Data terbaru dari Kementerian Dalam Negeri dan Komunikasi Jepang menunjukkan bahwa populasi anak berusia di bawah 15 tahun per 1 April 2026 hanya sekitar 13,29 juta jiwa. Angka ini turun sekitar 350.000 anak dibandingkan tahun sebelumnya.

Penurunan ini bukan fenomena baru. Jepang telah mengalami tren penurunan jumlah anak selama 45 tahun berturut-turut—sebuah kondisi yang menegaskan bahwa upaya pemerintah untuk meningkatkan angka kelahiran belum membuahkan hasil signifikan.

Tak hanya dari sisi jumlah, proporsi anak terhadap total populasi juga terus menyusut. Saat ini, hanya 10,8 persen penduduk Jepang yang berusia di bawah 15 tahun—menjadi yang terendah sejak pencatatan dimulai pada 1950.

Jika dilihat lebih dalam, struktur usia menunjukkan tren yang semakin mengkhawatirkan. Anak usia 12–14 tahun tercatat sekitar 3,09 juta jiwa, sementara kelompok usia 0–2 tahun hanya 2,13 juta. Artinya, jumlah kelahiran baru terus menurun dan belum menunjukkan tanda-tanda pemulihan.

Data dari Kementerian Kesehatan, Ketenagakerjaan, dan Kesejahteraan Jepang memperkuat kondisi ini.
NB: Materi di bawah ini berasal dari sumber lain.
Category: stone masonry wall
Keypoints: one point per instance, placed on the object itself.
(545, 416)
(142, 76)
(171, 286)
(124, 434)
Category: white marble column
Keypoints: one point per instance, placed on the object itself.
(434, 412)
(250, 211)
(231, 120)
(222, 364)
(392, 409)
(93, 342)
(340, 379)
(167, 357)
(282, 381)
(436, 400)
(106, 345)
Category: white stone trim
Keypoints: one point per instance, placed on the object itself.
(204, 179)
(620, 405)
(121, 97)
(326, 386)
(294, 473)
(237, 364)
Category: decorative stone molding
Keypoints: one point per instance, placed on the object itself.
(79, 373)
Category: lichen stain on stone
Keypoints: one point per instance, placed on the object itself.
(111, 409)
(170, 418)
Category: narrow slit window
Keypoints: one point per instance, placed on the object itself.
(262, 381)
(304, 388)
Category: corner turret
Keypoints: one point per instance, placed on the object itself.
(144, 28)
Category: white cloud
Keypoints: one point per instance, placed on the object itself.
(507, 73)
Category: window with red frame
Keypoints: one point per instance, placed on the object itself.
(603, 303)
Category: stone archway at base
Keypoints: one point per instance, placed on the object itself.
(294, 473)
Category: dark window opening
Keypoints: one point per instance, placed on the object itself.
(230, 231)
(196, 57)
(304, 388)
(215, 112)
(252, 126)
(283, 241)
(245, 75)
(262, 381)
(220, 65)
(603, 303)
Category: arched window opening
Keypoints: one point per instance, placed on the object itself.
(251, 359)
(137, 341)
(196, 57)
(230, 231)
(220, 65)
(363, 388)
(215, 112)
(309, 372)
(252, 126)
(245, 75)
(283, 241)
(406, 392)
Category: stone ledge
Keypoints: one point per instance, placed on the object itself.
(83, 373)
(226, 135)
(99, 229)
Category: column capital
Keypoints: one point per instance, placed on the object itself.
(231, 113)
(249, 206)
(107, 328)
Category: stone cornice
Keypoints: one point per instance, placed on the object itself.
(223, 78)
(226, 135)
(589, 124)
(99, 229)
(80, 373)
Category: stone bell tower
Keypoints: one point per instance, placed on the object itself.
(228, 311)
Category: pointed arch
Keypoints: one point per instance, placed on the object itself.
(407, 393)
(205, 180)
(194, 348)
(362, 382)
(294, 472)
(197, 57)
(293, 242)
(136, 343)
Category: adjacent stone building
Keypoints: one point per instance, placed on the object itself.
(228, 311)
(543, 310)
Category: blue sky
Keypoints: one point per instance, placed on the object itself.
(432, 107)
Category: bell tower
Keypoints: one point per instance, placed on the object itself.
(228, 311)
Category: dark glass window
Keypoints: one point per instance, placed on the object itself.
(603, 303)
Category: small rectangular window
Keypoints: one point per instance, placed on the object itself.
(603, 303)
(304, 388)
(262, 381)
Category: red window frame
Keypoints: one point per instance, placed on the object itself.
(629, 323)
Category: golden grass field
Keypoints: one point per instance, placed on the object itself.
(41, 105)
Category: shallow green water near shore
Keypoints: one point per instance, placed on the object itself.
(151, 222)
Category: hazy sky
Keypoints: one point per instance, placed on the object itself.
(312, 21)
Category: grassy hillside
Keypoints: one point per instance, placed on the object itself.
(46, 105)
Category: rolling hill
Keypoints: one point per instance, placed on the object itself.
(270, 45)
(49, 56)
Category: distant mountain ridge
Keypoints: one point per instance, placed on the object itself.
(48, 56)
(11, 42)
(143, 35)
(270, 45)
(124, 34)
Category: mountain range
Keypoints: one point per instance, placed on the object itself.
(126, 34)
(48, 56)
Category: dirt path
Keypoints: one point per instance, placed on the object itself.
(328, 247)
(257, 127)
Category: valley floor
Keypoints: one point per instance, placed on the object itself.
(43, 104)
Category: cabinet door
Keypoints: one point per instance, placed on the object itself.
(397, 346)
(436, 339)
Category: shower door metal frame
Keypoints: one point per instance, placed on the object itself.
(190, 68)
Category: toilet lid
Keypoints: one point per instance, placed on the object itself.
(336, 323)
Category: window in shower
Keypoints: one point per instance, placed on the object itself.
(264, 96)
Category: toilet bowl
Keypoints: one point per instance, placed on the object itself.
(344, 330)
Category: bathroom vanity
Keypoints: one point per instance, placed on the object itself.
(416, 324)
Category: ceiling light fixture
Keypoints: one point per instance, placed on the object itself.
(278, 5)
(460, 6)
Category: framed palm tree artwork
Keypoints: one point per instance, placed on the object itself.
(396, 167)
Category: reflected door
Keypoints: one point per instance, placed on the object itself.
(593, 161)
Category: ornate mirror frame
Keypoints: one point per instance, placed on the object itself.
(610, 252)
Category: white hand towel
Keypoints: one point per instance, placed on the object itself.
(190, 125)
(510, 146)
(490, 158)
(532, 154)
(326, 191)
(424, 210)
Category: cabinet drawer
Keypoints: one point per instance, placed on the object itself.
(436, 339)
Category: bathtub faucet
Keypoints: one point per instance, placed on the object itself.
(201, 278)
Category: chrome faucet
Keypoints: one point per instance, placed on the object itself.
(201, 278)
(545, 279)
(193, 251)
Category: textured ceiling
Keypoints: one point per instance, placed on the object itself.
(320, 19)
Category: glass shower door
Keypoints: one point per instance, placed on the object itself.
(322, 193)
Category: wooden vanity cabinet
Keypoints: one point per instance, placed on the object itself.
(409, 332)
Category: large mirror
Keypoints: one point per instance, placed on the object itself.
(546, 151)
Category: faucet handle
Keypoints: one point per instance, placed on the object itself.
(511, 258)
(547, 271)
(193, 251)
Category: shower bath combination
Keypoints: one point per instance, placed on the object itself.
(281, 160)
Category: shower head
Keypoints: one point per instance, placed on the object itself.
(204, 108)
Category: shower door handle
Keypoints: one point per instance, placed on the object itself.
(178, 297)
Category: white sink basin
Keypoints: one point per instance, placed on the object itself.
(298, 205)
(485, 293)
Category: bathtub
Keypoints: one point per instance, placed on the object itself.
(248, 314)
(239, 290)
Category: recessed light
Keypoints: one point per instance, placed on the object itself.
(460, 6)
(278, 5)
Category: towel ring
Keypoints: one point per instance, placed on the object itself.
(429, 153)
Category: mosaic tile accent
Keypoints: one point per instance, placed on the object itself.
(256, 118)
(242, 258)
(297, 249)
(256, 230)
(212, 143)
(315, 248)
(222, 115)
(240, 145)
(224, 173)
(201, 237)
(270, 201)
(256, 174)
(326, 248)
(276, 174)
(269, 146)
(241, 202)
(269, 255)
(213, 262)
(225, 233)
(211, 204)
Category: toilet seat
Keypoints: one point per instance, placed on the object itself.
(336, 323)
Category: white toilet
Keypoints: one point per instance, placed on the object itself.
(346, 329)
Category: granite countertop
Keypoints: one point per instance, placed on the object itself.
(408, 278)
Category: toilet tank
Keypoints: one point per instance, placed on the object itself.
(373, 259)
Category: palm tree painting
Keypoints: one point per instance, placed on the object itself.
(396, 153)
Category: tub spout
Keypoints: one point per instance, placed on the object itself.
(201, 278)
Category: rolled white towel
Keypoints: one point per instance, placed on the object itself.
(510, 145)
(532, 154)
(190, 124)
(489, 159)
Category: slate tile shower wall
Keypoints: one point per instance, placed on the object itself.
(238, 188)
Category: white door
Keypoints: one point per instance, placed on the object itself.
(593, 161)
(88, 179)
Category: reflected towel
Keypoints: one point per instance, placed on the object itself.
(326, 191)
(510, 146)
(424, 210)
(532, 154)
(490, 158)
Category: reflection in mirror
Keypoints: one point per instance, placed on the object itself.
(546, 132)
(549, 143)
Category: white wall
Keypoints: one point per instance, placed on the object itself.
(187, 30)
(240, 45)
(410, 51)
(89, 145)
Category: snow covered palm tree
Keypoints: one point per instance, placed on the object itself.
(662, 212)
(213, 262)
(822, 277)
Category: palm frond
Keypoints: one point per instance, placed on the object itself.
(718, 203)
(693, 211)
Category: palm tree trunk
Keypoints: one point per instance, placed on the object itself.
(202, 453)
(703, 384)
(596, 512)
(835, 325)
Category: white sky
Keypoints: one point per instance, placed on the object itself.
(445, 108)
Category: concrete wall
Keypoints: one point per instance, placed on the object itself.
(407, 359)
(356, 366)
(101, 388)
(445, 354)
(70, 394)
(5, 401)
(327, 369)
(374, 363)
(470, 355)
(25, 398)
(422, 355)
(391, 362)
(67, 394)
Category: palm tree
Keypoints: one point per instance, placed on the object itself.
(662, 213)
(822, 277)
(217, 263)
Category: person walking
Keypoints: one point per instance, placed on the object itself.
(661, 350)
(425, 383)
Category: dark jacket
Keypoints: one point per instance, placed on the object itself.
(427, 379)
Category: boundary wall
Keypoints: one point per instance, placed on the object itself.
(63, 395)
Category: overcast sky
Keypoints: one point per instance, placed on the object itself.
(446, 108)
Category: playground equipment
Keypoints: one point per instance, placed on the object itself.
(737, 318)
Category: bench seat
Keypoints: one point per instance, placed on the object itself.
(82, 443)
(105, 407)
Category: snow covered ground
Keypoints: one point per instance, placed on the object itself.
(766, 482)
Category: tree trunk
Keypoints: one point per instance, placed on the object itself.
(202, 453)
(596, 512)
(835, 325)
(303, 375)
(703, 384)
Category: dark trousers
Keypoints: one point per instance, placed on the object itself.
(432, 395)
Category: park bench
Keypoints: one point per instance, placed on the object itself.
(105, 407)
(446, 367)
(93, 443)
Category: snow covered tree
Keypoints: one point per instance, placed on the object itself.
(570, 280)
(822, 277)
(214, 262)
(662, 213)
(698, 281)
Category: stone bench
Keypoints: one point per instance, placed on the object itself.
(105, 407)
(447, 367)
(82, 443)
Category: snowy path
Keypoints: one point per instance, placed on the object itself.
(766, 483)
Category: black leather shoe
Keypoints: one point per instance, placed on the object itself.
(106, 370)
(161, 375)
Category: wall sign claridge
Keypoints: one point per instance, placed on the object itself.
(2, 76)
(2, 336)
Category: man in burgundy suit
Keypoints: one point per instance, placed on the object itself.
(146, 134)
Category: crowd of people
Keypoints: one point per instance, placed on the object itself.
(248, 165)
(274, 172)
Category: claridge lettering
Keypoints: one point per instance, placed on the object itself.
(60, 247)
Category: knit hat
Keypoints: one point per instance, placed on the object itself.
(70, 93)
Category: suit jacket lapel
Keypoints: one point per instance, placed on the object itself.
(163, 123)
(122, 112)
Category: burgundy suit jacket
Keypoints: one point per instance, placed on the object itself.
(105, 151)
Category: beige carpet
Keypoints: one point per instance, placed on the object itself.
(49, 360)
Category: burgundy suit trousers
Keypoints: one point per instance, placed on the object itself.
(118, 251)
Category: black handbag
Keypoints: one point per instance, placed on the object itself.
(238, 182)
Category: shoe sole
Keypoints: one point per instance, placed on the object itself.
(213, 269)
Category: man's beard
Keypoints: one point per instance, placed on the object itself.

Pada 2025, jumlah bayi yang lahir di Jepang hanya mencapai 705.809 kelahiran, rekor terendah sepanjang sejarah dan menandai penurunan selama 10 tahun berturut-turut dikutip Antara.

Padahal, Jepang pernah mengalami masa keemasan pertumbuhan anak. Pada 1954, jumlah anak mencapai hampir 30 juta jiwa, didorong oleh fenomena baby boom pasca perang. Bahkan gelombang baby boom kedua sempat terjadi pada periode 1971–1974.

Namun kini, situasinya berbalik drastis.

Menurut survei Perserikatan Bangsa-Bangsa, Jepang menjadi salah satu negara dengan proporsi anak terendah di dunia untuk kategori negara berpenduduk lebih dari 40 juta jiwa. Posisi terendah ditempati oleh Korea Selatan dengan proporsi anak hanya sekitar 10,2 persen.

Fenomena ini menjadi peringatan serius. Tanpa generasi muda yang cukup, Jepang berpotensi menghadapi tantangan besar di masa depan—mulai dari krisis tenaga kerja hingga tekanan pada sistem sosial dan ekonomi.